When writing JavaScript I’m not under any illusion that the IDE will find every possible reference for me so I approach the problem differently. I explore using searches rather than compiler errors and turn to running tests to identify problems more quickly because the compiler isn’t there to help. I also tend to write tests different, expecting that they will need to cover things that the compiler would otherwise have picked up. The system design also changes subtly to make this all work better.

With static and dynamic typing too closely mixed, the expectations and approaches to development become muddled and it winds up being a worst-of-both-worlds approach. I can’t count on the compiler helping me out anymore but I still have to spend time making it happy.

That doesn’t mean that static and dynamic languages can’t co-exist on the same project successfully, just that they need a clearly defined, and relatively stable, interface between them. The most common example being static typing on the server and JavaScript in the browser, in which case the API acts as a buffer between the two. It could just as easily be server to server communication or a defined module API between the two though and still work.

Automated Tests Are a Code Smell

Writing automated tests to prove software works correctly is now well established and relying solely or even primarily on manual testing is considered a “very bad sign”. A comprehensive automated test suite gives us a great deal of confidence that if we break something we’ll find out before it hits production.

Despite that, automated tests shouldn’t be our first line of defence against things going wrong. Sure they’re powerful, but all they can do is point out that something is broken, they can’t do anything to prevent it being broken in the first place.

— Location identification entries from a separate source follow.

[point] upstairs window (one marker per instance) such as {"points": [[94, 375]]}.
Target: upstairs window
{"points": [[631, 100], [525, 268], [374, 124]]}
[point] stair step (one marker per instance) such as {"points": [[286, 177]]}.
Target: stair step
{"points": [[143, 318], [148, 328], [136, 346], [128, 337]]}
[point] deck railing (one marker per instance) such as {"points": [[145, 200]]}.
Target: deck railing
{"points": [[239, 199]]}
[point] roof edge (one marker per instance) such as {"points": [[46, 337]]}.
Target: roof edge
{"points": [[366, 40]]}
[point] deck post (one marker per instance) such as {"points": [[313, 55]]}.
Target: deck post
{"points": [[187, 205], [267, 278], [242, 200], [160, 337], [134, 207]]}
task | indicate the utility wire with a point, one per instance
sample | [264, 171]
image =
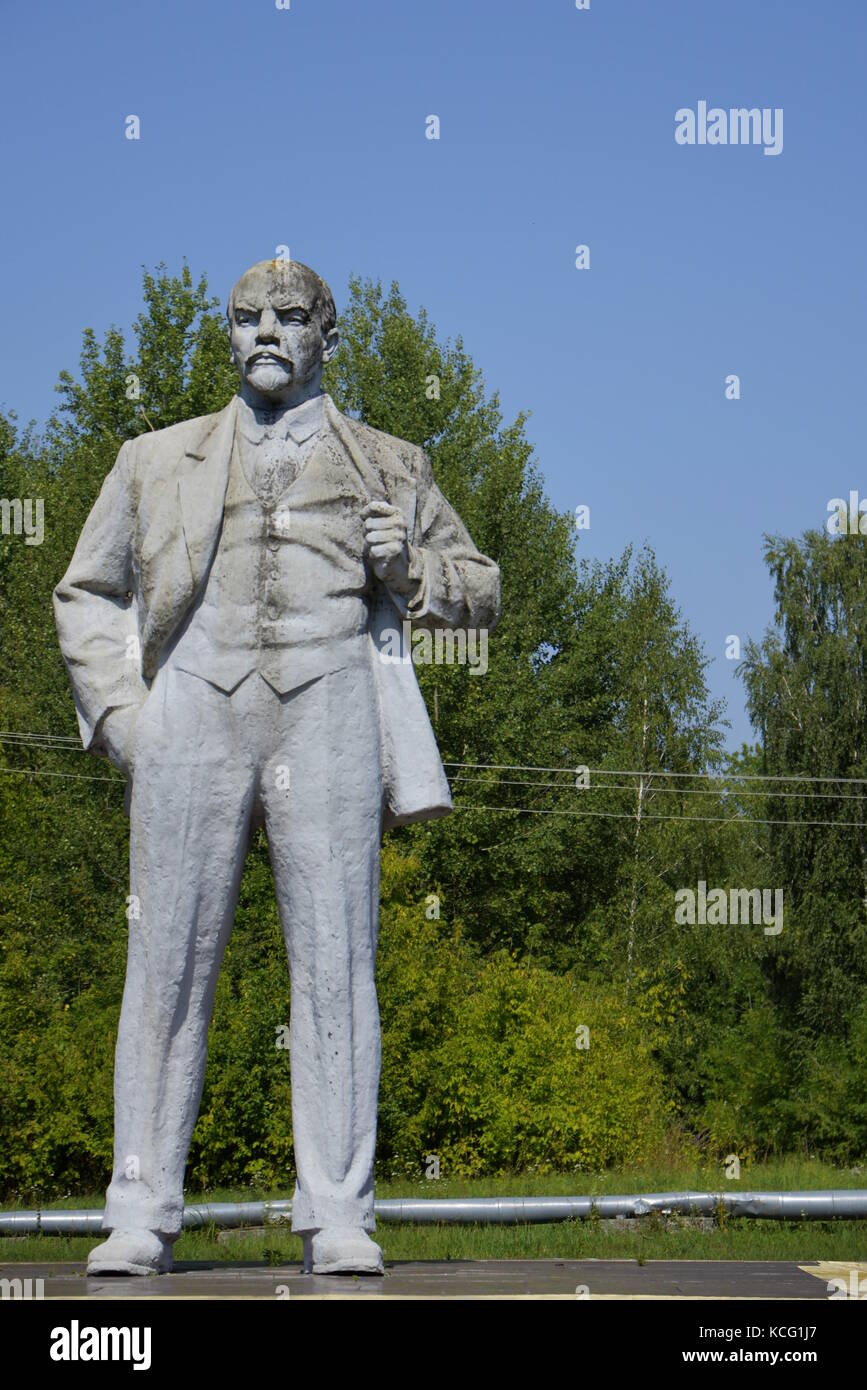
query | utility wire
[64, 742]
[625, 815]
[680, 791]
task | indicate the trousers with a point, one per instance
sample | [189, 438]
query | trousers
[207, 766]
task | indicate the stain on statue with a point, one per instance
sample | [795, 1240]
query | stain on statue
[254, 555]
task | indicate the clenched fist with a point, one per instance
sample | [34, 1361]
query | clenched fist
[386, 545]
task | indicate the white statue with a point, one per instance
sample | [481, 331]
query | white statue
[220, 624]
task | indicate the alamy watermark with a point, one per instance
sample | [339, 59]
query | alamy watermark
[720, 908]
[737, 125]
[446, 647]
[17, 517]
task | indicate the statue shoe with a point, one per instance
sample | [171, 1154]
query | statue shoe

So when we write tests, we should be asking ourselves, can I prevent this problem from happening in the first place? Is there a different design which makes it impossible for this problem to happen?

For example, checkstyle has support for import control, allowing you to write assertions about what different packages can depend on. So package A can use package B but package C can’t. If you’re concerned about package structure it makes a fair bit of sense. Except that it’s a form of testing and the feedback comes late in the cycle. Much better would be to split the code into separate source trees so that the restrictions are made explicit to the compiler and IDE. That way autocomplete won’t offer suggestions from forbidden packages and the code won’t compile if you use them. It is therefore much harder to do the wrong thing and feedback comes much sooner.

Each time we write an automated test, we’re admitting that there is a reasonable likelihood that someone could mistakenly break it. In the majority of cases an automated test is the best we can do, but we should be on the look out for opportunities replace automated tests with algorithms, designs or tools that eliminate those mistakes in the first place or at least identify them earlier.

 

Finding Balance with the SOLID Principles

Kevlin Henney’s talk from YOW is a great deconstruction of the SOLID principles, delving into what they really say as opposed to what people think they say, and what we can learn from them in a nuanced, balanced way.

Far too often we take these rules as absolutes under the mistaken assumption that if we always follow them, our software will be more maintainable. As an industry we seem to be seeking a silver bullet for architecture that solves all our problems just like we’ve searched for a silver bullet language for so long. There is value in these principles and we should take the time to learn from them, but they are just tools in our toolkit that we need to learn not only how to use, but when.